Are eggs back on the table?
Many were shocked by the recently released 2015 Dietary Guidelines for Americans and its position on dietary cholesterol. Namely, that there wasn’t one.
The report states that cholesterol is not a nutrient of concern for Americans, while it continues to advocate for reductions in added sugars, saturated fat and sodium.
For decades, health professionals have dutifully recommended that our clients avoid dietary cholesterol in the name of heart health. At the same time, evidence has accumulated to show that dietary cholesterol wasn’t implicated in rising levels of blood cholesterol across the continent. To the generation raised to fear a two-egg breakfast, the news might come as quite a surprise: eggs are back.
This reversal is a long time coming for some health professionals, who quote the lack of response to dietary cholesterol reductions.
This may seem counterintuitive. The main driver of blood cholesterol levels is, in fact, the liver’s production of the stuff.
Your body is responsible for perhaps 85% of your blood cholesterol levels with the rest attributed to diet. And the main dietary driver of blood cholesterol is not dietary cholesterol–it’s saturated fat– found in eggs, dairy, coconut and meat. As saturated fat intake increases, so may cholesterol–but the ultimate outcome for your heart is not as predictable.
Other news from the 2015 recommendations includes a focus on sustainability and overall dietary patterns. A plant-based diet has been recommended in the name of sustainability, which means the trend towards vegan products will not be going anywhere, anytime soon.
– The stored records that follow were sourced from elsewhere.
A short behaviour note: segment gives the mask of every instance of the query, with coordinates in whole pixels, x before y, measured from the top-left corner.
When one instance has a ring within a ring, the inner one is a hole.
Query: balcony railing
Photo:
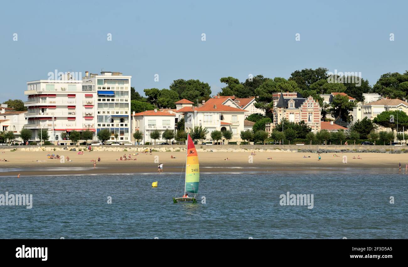
[[[129,124],[127,122],[120,123],[106,123],[106,122],[98,122],[99,127],[127,127]]]
[[[170,125],[148,125],[147,127],[146,127],[146,129],[155,129],[155,130],[167,130],[168,129],[173,129],[174,128],[174,126],[171,126]]]
[[[200,121],[200,122],[201,122],[203,124],[220,124],[220,121],[218,120],[204,120],[203,121]]]
[[[52,124],[26,124],[24,126],[24,127],[27,129],[53,129],[53,128],[64,128],[66,127],[74,127],[75,126],[75,124],[54,124],[53,125]]]
[[[70,116],[75,115],[75,112],[32,112],[26,114],[26,116]]]
[[[42,100],[38,99],[33,101],[27,101],[24,102],[24,104],[75,104],[75,100],[56,101],[56,100]]]

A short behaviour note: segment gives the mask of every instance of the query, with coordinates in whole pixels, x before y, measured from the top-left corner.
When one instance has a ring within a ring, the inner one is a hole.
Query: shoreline
[[[57,154],[57,151],[51,154]],[[0,157],[8,161],[0,161],[0,176],[63,175],[77,174],[152,174],[157,173],[157,166],[163,163],[164,172],[158,174],[180,173],[185,163],[185,152],[154,152],[152,155],[139,153],[134,156],[134,152],[126,152],[132,159],[116,160],[125,152],[120,151],[97,151],[85,152],[78,154],[77,151],[61,151],[61,155],[69,157],[72,161],[61,163],[56,159],[48,159],[49,152],[7,151]],[[136,152],[137,153],[137,152]],[[322,160],[317,160],[317,154],[310,152],[257,152],[251,156],[251,151],[228,153],[205,152],[199,153],[200,172],[202,173],[268,172],[278,171],[292,172],[349,172],[355,170],[361,172],[375,171],[375,173],[398,173],[398,165],[401,163],[401,172],[405,172],[405,164],[408,163],[408,154],[378,154],[364,153],[357,157],[357,153],[334,153],[321,154]],[[171,156],[175,159],[171,159]],[[347,163],[342,162],[342,157],[348,157]],[[304,156],[310,157],[304,158]],[[91,161],[100,157],[93,168]],[[272,159],[267,159],[271,157]],[[224,160],[226,158],[230,160]],[[36,160],[41,161],[37,161]]]

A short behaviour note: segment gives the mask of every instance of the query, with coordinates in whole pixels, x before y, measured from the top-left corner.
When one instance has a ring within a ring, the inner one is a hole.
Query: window
[[[213,115],[204,115],[204,121],[212,121],[213,120]]]
[[[310,113],[308,114],[307,121],[308,122],[312,122],[313,121],[313,114]]]
[[[76,91],[76,85],[75,84],[68,84],[69,91]]]

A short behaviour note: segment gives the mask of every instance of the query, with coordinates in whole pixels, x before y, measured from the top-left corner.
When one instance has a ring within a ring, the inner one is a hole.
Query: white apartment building
[[[85,73],[82,78],[84,85],[92,85],[96,94],[92,99],[96,105],[95,124],[97,133],[103,129],[111,131],[111,141],[131,141],[131,130],[130,87],[131,76],[120,72],[102,71],[100,75]]]
[[[163,138],[163,133],[166,130],[171,130],[175,134],[175,119],[178,115],[171,110],[158,110],[157,109],[137,113],[134,112],[132,116],[132,134],[138,130],[143,134],[143,139],[140,141],[142,144],[146,142],[153,143],[155,140],[151,138],[150,133],[157,130],[161,135],[160,138],[156,139],[156,142],[166,142],[166,139]]]
[[[13,132],[16,140],[22,141],[20,138],[20,131],[24,128],[27,122],[25,117],[27,111],[14,111],[6,110],[4,108],[0,110],[0,130]]]
[[[200,106],[192,104],[177,110],[184,114],[186,132],[196,126],[201,126],[209,131],[206,141],[213,141],[211,133],[213,131],[231,130],[233,138],[230,141],[241,141],[241,131],[244,130],[244,114],[247,111],[229,98],[210,98]]]
[[[68,73],[60,79],[28,82],[27,87],[24,127],[33,131],[31,141],[40,140],[42,129],[49,131],[50,141],[62,140],[63,132],[69,135],[73,130],[96,131],[96,92],[92,83],[83,84]]]

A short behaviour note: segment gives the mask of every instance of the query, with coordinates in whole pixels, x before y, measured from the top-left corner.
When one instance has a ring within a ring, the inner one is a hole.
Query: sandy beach
[[[77,151],[64,151],[51,152],[51,154],[69,157],[72,161],[61,163],[57,159],[49,159],[47,151],[10,151],[2,150],[0,157],[7,161],[0,161],[0,176],[52,175],[98,173],[152,173],[157,170],[159,163],[164,164],[164,173],[180,172],[185,163],[185,152],[153,152],[149,153],[135,152],[92,151],[85,152],[83,155]],[[126,153],[131,155],[132,160],[120,161],[121,156]],[[408,163],[408,154],[377,153],[364,153],[359,154],[361,159],[353,159],[359,156],[356,153],[337,153],[333,157],[331,153],[321,154],[322,159],[317,160],[317,154],[312,153],[290,152],[258,152],[252,157],[251,151],[246,152],[202,152],[199,153],[201,172],[232,172],[234,168],[241,171],[263,171],[276,170],[302,171],[322,168],[336,171],[348,168],[392,168],[398,172],[398,165],[401,162],[405,170]],[[175,159],[171,158],[171,156]],[[343,156],[348,157],[347,163],[342,162]],[[310,156],[310,158],[304,158]],[[101,158],[94,168],[92,160]],[[268,158],[272,159],[268,159]],[[230,160],[225,160],[228,158]],[[136,160],[134,160],[136,159]]]

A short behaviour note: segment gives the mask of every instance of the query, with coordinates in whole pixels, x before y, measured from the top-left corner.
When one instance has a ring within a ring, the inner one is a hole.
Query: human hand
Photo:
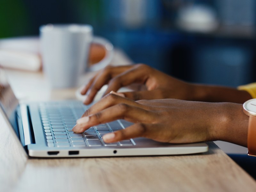
[[[98,92],[105,84],[108,86],[103,96],[111,91],[133,83],[145,85],[146,90],[122,93],[120,95],[135,100],[172,98],[193,100],[195,86],[178,80],[144,64],[113,67],[99,71],[81,92],[86,94],[84,101],[90,103]]]
[[[241,122],[248,117],[241,108],[241,105],[234,103],[172,99],[135,102],[110,93],[86,111],[73,130],[82,132],[122,119],[134,124],[105,135],[104,142],[143,137],[172,143],[222,140],[244,146],[247,127]]]

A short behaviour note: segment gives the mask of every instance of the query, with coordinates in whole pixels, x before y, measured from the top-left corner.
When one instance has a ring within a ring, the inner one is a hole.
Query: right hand
[[[122,93],[120,95],[134,100],[173,98],[192,100],[195,85],[178,80],[147,65],[143,64],[113,67],[108,66],[100,71],[81,92],[86,94],[84,101],[92,102],[98,92],[104,85],[108,87],[103,96],[111,91],[116,92],[122,87],[139,83],[146,90]]]

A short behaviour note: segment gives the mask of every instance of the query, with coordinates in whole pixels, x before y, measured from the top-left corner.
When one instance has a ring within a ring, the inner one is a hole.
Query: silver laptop
[[[154,156],[207,151],[205,143],[173,144],[144,138],[105,143],[104,134],[131,123],[119,120],[92,127],[81,134],[72,131],[88,106],[67,100],[19,103],[0,68],[0,115],[5,119],[29,156],[40,157]]]

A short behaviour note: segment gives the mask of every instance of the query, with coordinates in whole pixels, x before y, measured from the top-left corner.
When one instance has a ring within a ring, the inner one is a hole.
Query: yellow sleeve
[[[249,93],[253,98],[256,98],[256,83],[240,85],[237,87],[237,89],[246,91]]]

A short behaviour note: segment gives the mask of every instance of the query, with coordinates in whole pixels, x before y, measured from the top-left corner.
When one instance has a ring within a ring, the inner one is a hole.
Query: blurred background
[[[89,24],[135,63],[195,82],[256,81],[254,0],[1,0],[0,38]]]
Organic foods will enjoy positioning as a more environmentally friendly choice–and sustainable seafood options benefit from both their role in a healthy dietary pattern and being an eco-friendly choice. In addition, the recommendations named three optimal dietary patterns: a ‘healthy’ American diet; a ‘healthy’ Mediterranean diet; and a ‘healthy’ vegetarian diet – the first time a vegetarian dietary pattern has been described in these regulations.
What does this mean for retailers? A lot more marketing for eggs in the coming year, to be sure. But, as a dietitian, I hope that the messages to eat whole foods, more fruits and vegetables and to focus on overall healthy diet (instead of single nutrients) will resonate most with consumers.